A study conducted last year by the impartial group Fair Vote found that states had conducted 31 counts across the state between 2000 and 2019, and that the result changed in only three of them. That happened in a run for governor in Washington state in 2004 and in a state auditor run in Vermont in 2006.
A recount also decided the outcome of a 2008 US Senate race in Minnesota. Before the recount, incumbent Senator Norm Coleman was ahead by 215 votes; when it ended, his opponent, Al Franken, won by 225. But delayed by legal proceedings, the contest lasted so long that the US Senate seat remained vacant for six months.
More often, on a tally, the winner won by a little more. On average, they changed the result by 0.024%, Fair Vote found, a much smaller margin than Trump would need to beat Biden in any of the battlefield states where he was losing by narrow margins.

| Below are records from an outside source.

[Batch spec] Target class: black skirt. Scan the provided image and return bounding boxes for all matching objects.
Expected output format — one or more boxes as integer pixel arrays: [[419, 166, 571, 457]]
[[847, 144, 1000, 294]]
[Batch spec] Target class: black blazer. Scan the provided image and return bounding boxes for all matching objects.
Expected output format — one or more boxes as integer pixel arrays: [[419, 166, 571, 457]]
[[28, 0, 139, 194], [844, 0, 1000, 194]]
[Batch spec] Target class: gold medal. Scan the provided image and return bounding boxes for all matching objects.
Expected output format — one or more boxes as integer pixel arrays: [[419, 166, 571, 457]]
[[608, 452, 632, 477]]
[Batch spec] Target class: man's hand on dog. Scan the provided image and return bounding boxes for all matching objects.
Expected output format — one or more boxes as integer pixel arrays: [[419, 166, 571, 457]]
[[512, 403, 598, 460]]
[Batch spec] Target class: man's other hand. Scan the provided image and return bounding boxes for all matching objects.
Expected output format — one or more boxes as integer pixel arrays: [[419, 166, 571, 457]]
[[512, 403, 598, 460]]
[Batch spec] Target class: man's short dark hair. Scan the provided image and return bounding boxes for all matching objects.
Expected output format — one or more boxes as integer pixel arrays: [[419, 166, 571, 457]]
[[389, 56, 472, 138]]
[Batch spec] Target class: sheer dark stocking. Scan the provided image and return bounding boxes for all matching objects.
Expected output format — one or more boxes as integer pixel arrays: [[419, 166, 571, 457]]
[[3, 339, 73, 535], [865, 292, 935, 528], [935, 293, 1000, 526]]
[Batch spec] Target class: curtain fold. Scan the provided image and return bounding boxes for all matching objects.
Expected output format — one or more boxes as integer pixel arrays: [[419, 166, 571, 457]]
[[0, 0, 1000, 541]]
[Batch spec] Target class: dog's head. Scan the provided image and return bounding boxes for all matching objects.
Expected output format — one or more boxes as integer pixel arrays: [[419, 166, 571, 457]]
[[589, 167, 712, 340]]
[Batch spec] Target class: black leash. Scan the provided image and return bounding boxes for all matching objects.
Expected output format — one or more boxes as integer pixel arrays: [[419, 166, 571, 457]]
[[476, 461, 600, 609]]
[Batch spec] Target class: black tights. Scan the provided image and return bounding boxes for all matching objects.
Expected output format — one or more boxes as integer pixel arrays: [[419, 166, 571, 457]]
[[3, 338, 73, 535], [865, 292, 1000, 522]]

Wisconsin counted the presidential votes when Trump was elected in 2016. Green Party candidate Jill Stein, who won about 1% of the vote, sought the recount. The process added 131 votes to Trump’s account.
The most famous presidential recount took place in Florida in 2000, when George W. Bush was 1,784 votes ahead of Al Gore in a state that would determine which of them would be president. After a recount and litigation that reached the US Supreme Court, Florida finally declared that Bush had won by 537 votes.